Weekly Home / Cook'n & Eat'n

Cook'n 101: The PERFECT Peaches & Cream Pie!

By Alice Osborne

Have you ever eagerly cut into a piece of peach pie, expecting to die and go to heaven, only to end up going somewhere else (taste-wise, that is)? I have. I've had (eaten and actually made) a raw or soggy bottom crust, runny filling, or a pastey-flavored filling. Well this season, as we near the end of our local peach harvest, I'd really like to make a truly delicious, "May-I-have-seconds?" peach pie using these fresh peaches.

I've been researching how to do this, and I have to say that my favorite source of information on things like this is very often America's Test Kitchen. We get it on cable TV Saturday mornings, and I could watch it all day.

A couple of weeks ago the Test Kitchen cooks used words like "bright flavor," "flakey and buttery crust," and "luscious juxtaposition" when they demonstrated how to make a "May-I-have-seconds?" kind of fruit pie. I took notes.

They made it quite clear that any good pie crust will work - just don't overwork it. Pie dough gets tough the more it's handled. They also suggested a quick pre-bake of the crust before adding any fruit filling to prevent the "soggy bottom blues."

And besides making a custard-like base for the fruit filling using sugar, cream, egg yolks, a little flour and salt to taste, they the Test Kitchen cooks recommended twice-baking the fruit. "Eat a peach out of hand and its juiciness is no small part of what makes it so good. But cook the fruit and that same high water content can ruin peach pie, especially when if you add cream, which is what you want to do if you want that peaches-and-cream result. So to evaporate the peach juices and concentrate the peach flavor, we roasted the fruit before filling the pie. A sprinkle of sugar helps the peach halves caramelize," they tell us.

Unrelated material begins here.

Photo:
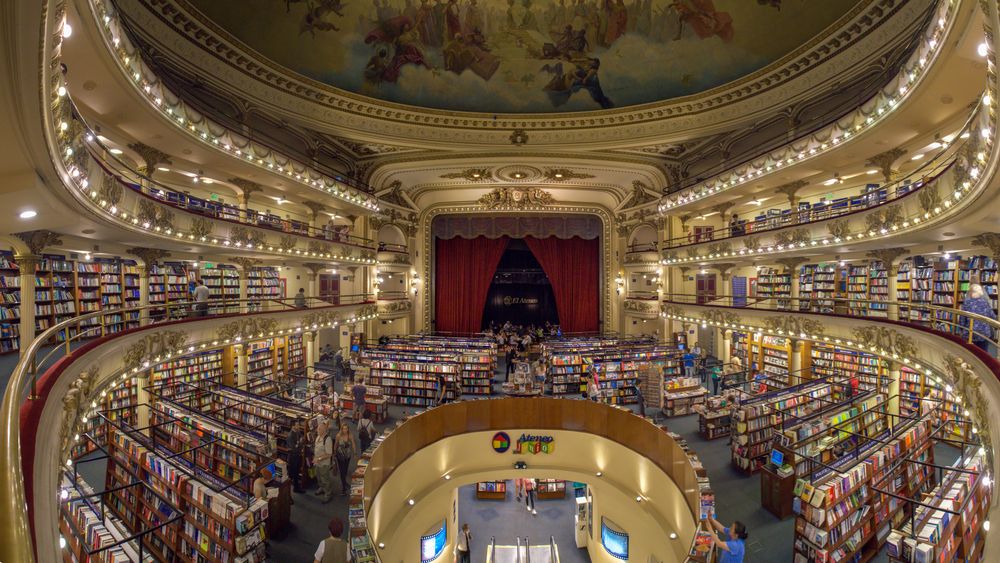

Finally, along with solving the runny fruit issue, roasting the fruit before actually baking the pie has another plus - it saves time. While we're roasting the fruit on one shelf of the oven, we can prebake the crust on another. With whatever peaches and cream pie recipe I pull off the Internet, I'm going for a deep caramelized peach flavor, and a creamy custardy base - "bright flavor," "flakey and buttery crust," and "luscious juxtaposition" - now that'll be the perfect slice. Using these tips might just get me to that "die and go to heaven" place this time!